MongoDB is one of the most flexible document databases available, but flexibility can lead to disastrous performance if you do not apply intentional indexing and query design. This guide covers the optimization strategies I rely on in every production deployment.
Understanding Query Execution Plans
Before optimizing, you need to see how MongoDB resolves queries. The explain() method is your best friend:
db.orders.find({ userId: ObjectId('...'), status: 'active' }).explain('executionStats');Key fields to inspect:
totalDocsExamined— how many documents MongoDB scanned.totalKeysExamined— how many index keys were walked.executionTimeMillis— wall-clock time for the query.
The ideal query has totalDocsExamined === nReturned — meaning every document scanned was returned to the caller with zero waste.
Compound Indexes
Single-field indexes rarely cover production queries. A typical query filters by userId, then sorts by createdAt:
db.orders.createIndex({ userId: 1, createdAt: -1 });MongoDB reads this index left-to-right. The order matters: put equality filters first, sort fields next, and range filters last — the ESR (Equality, Sort, Range) rule.
// Suppose we query:
db.orders.find({
userId: ObjectId('...'),
total: { $gte: 100 }
}).sort({ createdAt: -1 });
// Optimal index following ESR:
db.orders.createIndex({ userId: 1, createdAt: -1, total: 1 });Covered Queries
A covered query is one where every field the client requests exists inside the index itself, so MongoDB never touches the document storage. This is the fastest possible read path:
// Create an index that covers the projection
db.orders.createIndex({ userId: 1, status: 1, total: 1 });
// Query with matching projection (exclude _id)
db.orders.find(
{ userId: ObjectId('...') },
{ _id: 0, status: 1, total: 1 }
);Check the explain output for "stage": "IXSCAN" with no "FETCH" stage — that confirms coverage.

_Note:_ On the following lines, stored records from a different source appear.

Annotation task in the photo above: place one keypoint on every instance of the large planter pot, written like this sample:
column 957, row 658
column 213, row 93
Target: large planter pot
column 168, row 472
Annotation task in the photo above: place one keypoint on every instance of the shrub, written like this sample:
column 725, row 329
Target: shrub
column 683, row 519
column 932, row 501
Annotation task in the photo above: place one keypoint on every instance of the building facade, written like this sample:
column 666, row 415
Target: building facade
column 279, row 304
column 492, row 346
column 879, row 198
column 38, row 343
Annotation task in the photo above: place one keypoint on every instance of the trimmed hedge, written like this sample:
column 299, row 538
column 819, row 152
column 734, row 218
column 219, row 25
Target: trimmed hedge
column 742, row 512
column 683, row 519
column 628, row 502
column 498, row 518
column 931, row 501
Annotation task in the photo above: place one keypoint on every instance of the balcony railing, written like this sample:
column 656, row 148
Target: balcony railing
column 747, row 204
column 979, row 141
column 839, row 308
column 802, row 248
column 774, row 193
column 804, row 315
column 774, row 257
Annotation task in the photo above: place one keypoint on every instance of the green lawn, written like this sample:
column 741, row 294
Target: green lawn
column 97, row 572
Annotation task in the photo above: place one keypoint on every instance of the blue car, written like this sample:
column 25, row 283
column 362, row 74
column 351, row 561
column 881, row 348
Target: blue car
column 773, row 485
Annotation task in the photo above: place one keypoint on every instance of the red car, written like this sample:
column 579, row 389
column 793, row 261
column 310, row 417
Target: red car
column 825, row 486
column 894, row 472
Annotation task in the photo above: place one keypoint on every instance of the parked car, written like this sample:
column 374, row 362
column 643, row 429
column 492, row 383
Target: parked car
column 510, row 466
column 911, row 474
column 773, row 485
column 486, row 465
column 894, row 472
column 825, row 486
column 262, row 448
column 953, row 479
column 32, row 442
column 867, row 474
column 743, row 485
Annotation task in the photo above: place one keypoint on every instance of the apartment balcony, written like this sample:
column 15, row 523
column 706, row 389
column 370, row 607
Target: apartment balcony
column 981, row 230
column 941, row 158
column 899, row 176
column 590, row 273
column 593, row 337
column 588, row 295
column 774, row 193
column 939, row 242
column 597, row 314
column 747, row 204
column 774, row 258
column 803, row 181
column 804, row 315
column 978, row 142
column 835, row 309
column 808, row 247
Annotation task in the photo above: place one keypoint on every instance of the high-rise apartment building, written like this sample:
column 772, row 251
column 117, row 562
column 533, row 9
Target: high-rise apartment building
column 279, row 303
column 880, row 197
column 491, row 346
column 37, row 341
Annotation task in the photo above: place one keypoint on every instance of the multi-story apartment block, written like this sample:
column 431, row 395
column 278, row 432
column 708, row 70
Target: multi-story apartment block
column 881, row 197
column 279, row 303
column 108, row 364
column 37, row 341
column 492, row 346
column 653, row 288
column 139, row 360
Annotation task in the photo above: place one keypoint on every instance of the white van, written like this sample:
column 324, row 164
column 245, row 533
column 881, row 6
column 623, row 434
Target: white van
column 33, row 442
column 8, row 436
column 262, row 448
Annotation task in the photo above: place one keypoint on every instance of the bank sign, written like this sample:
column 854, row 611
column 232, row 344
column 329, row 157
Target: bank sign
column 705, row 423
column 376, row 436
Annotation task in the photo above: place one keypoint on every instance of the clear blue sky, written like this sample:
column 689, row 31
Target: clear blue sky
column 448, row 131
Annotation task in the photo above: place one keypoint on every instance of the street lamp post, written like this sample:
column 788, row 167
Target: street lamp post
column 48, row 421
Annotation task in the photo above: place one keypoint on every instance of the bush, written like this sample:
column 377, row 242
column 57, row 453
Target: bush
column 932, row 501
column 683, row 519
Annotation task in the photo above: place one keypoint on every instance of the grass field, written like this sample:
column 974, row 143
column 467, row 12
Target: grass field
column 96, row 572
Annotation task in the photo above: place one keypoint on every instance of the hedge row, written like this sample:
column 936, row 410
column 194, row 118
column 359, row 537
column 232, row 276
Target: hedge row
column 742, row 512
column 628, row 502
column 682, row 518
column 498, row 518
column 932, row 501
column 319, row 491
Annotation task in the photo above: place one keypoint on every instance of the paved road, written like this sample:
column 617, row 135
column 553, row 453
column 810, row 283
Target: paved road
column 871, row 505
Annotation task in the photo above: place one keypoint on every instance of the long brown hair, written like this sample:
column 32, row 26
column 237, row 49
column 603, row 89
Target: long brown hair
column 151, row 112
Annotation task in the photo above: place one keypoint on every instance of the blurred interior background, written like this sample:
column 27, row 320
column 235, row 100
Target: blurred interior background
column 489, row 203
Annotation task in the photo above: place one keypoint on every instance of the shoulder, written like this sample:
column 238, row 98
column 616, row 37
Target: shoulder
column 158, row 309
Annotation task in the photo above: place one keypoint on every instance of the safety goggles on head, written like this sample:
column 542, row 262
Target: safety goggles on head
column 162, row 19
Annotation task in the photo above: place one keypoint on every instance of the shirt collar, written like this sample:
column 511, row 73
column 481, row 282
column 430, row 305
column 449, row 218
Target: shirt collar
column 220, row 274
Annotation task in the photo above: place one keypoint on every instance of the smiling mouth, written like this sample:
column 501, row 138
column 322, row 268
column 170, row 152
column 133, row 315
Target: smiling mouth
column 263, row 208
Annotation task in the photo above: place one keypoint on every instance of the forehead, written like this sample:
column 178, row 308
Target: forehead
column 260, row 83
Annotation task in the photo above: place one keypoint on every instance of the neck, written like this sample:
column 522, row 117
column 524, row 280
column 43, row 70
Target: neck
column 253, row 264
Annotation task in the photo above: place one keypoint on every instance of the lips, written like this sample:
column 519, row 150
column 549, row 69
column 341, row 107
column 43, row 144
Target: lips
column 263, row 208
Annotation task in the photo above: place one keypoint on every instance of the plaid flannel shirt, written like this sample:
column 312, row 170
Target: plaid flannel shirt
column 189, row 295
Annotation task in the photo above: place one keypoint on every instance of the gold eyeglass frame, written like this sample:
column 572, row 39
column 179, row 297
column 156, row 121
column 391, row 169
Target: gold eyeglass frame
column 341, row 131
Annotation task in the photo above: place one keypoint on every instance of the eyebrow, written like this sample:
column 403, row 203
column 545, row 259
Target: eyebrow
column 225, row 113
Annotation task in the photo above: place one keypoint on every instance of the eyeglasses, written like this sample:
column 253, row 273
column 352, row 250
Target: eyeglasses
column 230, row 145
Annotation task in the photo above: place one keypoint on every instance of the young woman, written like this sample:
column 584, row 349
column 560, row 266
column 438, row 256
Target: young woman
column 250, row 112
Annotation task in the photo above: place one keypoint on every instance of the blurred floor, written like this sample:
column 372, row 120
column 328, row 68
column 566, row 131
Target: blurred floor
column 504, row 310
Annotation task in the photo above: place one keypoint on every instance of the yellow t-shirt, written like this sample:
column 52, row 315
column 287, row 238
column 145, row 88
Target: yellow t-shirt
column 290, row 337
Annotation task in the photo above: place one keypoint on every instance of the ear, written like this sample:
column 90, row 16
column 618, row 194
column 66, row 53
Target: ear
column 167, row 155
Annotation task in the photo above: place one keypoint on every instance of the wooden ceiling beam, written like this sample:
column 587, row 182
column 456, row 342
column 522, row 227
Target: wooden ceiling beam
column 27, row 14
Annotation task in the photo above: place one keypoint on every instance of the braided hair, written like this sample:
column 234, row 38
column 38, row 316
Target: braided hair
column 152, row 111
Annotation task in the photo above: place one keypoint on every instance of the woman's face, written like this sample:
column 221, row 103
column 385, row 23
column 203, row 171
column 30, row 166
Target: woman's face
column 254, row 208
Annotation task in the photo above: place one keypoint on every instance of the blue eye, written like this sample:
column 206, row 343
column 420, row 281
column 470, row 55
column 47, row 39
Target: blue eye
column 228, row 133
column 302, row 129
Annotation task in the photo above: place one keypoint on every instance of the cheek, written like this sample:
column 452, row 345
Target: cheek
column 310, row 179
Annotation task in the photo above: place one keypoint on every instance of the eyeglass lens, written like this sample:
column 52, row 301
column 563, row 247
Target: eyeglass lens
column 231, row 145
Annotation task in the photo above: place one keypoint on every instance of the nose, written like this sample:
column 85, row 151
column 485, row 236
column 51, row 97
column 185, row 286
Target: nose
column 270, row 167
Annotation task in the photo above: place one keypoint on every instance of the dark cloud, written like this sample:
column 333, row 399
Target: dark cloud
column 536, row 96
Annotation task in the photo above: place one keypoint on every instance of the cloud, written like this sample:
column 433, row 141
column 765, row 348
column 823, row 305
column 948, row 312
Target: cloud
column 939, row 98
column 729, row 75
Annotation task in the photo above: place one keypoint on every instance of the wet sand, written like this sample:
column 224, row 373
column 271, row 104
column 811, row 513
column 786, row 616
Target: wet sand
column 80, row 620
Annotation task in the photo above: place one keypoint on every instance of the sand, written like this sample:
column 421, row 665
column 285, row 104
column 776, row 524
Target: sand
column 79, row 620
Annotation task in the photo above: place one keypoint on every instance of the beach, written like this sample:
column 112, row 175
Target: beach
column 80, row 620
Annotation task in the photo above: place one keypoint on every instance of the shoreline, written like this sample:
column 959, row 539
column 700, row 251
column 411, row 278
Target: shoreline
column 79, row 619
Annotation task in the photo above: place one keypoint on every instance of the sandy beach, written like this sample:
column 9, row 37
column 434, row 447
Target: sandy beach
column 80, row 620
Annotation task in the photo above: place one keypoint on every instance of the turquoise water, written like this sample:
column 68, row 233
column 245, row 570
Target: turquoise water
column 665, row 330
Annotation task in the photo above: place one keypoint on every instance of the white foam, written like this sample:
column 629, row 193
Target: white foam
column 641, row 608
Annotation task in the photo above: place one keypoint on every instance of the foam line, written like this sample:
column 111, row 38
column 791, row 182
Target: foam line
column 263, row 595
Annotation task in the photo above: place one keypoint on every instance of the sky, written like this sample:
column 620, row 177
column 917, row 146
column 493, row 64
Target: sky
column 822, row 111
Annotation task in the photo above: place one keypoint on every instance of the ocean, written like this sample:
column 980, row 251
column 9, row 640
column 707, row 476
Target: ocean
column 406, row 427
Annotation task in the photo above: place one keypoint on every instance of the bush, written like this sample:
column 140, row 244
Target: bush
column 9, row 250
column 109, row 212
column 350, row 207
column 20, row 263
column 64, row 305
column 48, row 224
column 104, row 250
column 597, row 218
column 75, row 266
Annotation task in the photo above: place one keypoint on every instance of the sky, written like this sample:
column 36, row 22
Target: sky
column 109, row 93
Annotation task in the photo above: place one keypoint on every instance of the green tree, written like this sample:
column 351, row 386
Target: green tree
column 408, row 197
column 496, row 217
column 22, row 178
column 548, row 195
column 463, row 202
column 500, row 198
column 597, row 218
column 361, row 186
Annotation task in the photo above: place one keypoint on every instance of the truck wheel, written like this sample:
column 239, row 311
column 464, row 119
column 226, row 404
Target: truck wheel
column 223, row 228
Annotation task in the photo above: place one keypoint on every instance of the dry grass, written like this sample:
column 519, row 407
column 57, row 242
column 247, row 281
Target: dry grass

Aggregation Pipeline Optimization
Aggregation pipelines are powerful, but an unoptimized pipeline can bring a replica set to its knees. Follow these rules:
1. Filter early with $match
Always place $match as the first stage so MongoDB can use indexes to reduce the working set:
db.orders.aggregate([
{ $match: { status: 'completed', createdAt: { $gte: thirtyDaysAgo } } },
{ $group: { _id: '$userId', totalSpent: { $sum: '$total' } } },
{ $sort: { totalSpent: -1 } },
{ $limit: 10 },
]);2. Use $project to reduce document size
Strip away fields you do not need before expensive stages like $group or $lookup:
{ $project: { userId: 1, total: 1, createdAt: 1 } }3. Avoid $unwind when possible
$unwind explodes arrays into individual documents, multiplying the pipeline cardinality. Use array operators like $filter or $reduce inside a $project stage when you only need a subset.
Connection Pooling with Mongoose
Every mongoose.connect() call opens a pool of connections (default is 100 in the Node.js driver). For a containerized deployment where dozens of pods connect to the same cluster, tune the pool size:
await mongoose.connect(MONGODB_URI, {
maxPoolSize: 20, // max connections per pod
minPoolSize: 5, // keep 5 connections warm
socketTimeoutMS: 45000,
serverSelectionTimeoutMS: 5000,
});Monitor pool utilization via the db.serverStatus().connections command to find the sweet spot between throughput and cluster memory.
Lean Queries for Read-Heavy Endpoints
By default, Mongoose wraps every document in a full model instance with change tracking. For read-only endpoints, skip the overhead:
const orders = await Order.find({ userId }).lean();.lean() returns plain JavaScript objects and can reduce response times by 30-50 % for large result sets.
Schema Design Checklist
- Embed data that is always read together (e.g., order items inside orders).
- Reference data that grows unboundedly or is shared across collections.
- Set
{ timestamps: true }on every schema for freecreatedAt/updatedAttracking. - Add a TTL index on transient data like sessions:
db.sessions.createIndex({ expiresAt: 1 }, { expireAfterSeconds: 0 });Key Takeaways
- Always run
explain()before and after adding indexes. - Follow the ESR rule for compound indexes.
- Strive for covered queries on hot paths.
- Filter and project early in aggregation pipelines.
- Use
.lean()for read-only Mongoose queries. - Tune connection pool sizes per container, not per cluster.
These techniques have saved me from slow dashboards, timeout errors, and midnight pager alerts in production.